À partir d’initiatives développées par Coop de France, ces articles évoquent les enjeux du modèle coopératif pour l’aval des filières. Ils reviennent sur les échanges de compétences entre coopératives africaines et européennes, et interrogent, dans un second temps, les partenariats mis en œuvre.
Les partenariats : une réponse aux attentes des acteurs locaux ?
Les 2 500 coopératives agricoles et agroalimentaires françaises représentent des acteurs majeurs des filières alimentaires dans les territoires. Elles sont à la fois fournisseurs de produits agricoles bruts aux industries agroalimentaires, d’ingrédients et de produits finis auprès des enseignes de distribution et de la restauration hors domicile, en France et à l’étranger. De ce fait, elles bénéficient d’une vision globale des enjeux alimentaires.

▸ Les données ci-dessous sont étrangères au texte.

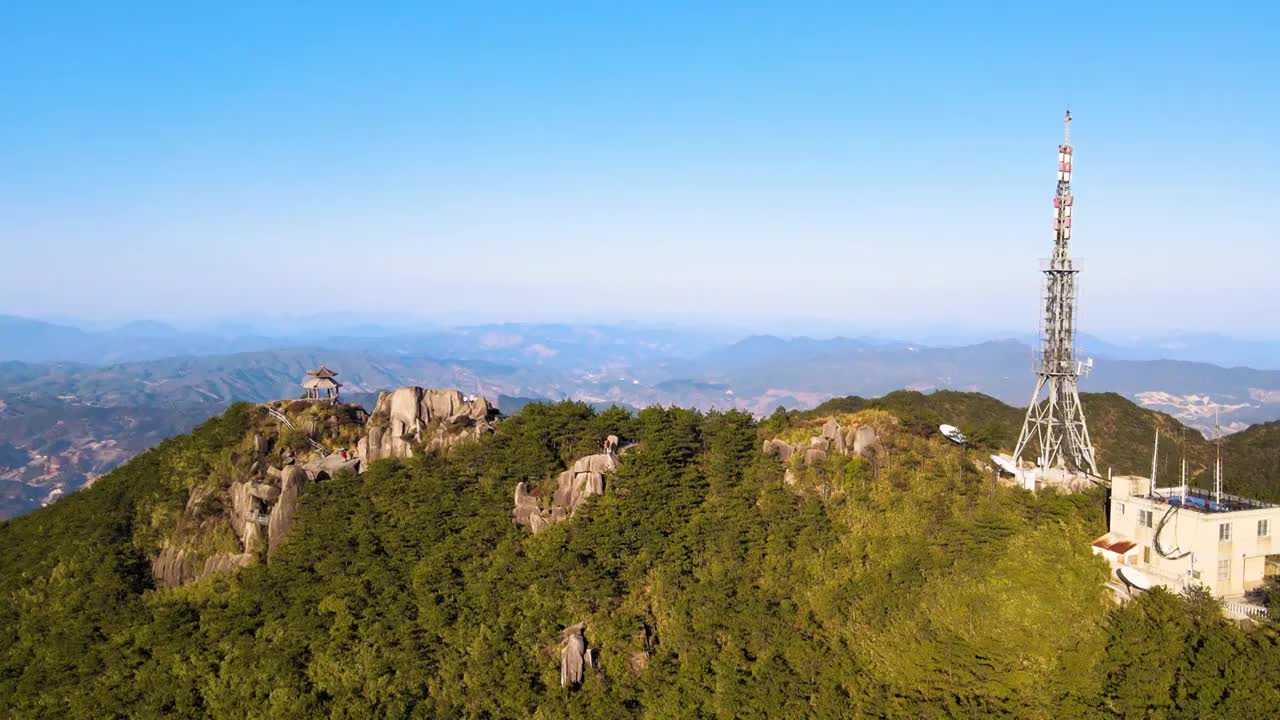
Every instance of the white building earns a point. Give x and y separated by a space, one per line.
1184 536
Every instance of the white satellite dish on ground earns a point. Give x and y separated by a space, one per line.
1134 578
952 433
1005 463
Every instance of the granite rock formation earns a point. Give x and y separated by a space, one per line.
575 656
425 418
584 479
859 441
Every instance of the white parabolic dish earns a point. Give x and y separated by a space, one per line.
1136 578
1005 464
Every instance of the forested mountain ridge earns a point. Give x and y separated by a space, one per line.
915 588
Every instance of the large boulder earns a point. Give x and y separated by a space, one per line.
435 420
172 568
575 656
863 440
227 563
600 463
292 484
780 449
583 479
528 511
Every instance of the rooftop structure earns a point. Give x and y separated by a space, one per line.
320 384
1055 433
1185 536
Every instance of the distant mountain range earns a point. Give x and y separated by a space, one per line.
114 397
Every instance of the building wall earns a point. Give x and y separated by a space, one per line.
1244 554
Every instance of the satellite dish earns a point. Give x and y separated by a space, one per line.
952 433
1134 578
1005 464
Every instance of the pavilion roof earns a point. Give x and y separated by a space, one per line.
321 372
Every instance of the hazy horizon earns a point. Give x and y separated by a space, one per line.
873 169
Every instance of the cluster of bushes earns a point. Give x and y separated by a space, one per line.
707 587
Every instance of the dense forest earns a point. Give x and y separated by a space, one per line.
910 587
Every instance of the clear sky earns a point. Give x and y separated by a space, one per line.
853 167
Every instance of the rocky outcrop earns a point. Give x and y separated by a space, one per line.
172 568
425 418
293 482
780 449
225 563
270 477
575 656
859 441
575 484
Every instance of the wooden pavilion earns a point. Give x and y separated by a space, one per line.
320 384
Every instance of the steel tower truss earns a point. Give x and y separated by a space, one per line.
1055 420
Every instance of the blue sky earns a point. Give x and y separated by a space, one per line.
780 167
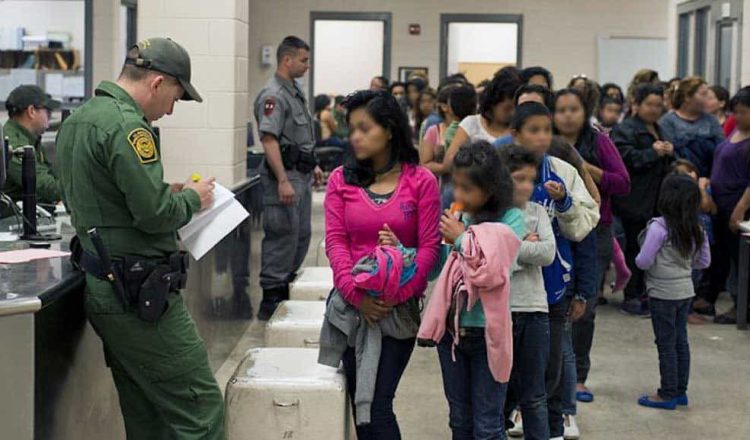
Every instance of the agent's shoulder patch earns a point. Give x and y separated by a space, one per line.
269 105
144 146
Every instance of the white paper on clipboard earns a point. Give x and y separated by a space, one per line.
209 227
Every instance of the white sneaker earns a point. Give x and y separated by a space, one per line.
517 429
571 429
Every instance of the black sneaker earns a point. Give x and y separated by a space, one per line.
707 311
634 307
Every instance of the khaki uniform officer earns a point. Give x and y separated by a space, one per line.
112 180
286 131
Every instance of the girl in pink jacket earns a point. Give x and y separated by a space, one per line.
468 315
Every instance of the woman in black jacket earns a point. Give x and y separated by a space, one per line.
648 158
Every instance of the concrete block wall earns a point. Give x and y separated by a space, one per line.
209 137
561 35
745 76
107 53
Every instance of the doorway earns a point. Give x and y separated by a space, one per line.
478 45
348 49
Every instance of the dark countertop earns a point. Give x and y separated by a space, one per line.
28 287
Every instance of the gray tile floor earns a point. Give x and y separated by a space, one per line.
624 366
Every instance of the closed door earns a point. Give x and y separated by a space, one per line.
348 50
478 46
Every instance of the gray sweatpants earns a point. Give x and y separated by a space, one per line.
287 229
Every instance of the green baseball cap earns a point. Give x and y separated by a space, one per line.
166 56
23 96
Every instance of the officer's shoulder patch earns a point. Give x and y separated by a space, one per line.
269 104
143 144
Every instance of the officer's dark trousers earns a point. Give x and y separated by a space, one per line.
164 383
287 230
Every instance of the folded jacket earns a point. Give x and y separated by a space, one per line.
384 270
344 327
488 252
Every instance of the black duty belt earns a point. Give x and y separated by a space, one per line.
130 268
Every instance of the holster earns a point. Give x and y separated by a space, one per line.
294 158
147 282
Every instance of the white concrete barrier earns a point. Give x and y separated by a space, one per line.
296 324
283 393
312 284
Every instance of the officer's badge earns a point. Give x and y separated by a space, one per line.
268 106
143 144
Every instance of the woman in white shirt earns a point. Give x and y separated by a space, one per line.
493 120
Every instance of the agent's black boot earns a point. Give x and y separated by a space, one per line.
271 300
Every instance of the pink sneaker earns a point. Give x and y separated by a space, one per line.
622 273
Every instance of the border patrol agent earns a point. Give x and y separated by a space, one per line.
29 111
286 131
112 180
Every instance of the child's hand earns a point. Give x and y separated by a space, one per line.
450 227
703 183
386 237
556 190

Évolutions des attentes des consommateurs et impact sur la production agricole. Les attentes des consommateurs français sont en profonde mutation. Elles s’orientent vers une alimentation durable, respectant l’environnement, prenant en compte le bien-être animal et garantissant le respect de normes sociales pour les producteurs. La transparence sur l’origine, la composition, l’apport nutritionnel, et les conditions de production constituent désormais un critère incontournable pour les achats. Ces nouvelles exigences sont toutefois plus ou moins prioritaires en fonction des catégories de consommateurs et du budget consacré à l’alimentation (les préoccupations liées au pouvoir d’achat restent prégnantes pour toute une partie de la population). Si ces tendances sont particulièrement marquées en Europe, des évolutions similaires peuvent être observées dans d’autres zones. En Afrique, les approvisionnements alimentaires sont désormais majoritairement marchands et monétisés, y compris chez les ménages ruraux. Les consommateurs sont à la recherche d’une alimentation locale, de qualité sur le plan sanitaire et nutritionnel, diversifiée et dont les variations des prix restent contenues. Les coopératives agricoles françaises nouent des partenariats en Afrique pour répondre à la demande des consommateurs locaux, en France et à l’étranger et visent à accompagner les producteurs locaux dans leur structuration.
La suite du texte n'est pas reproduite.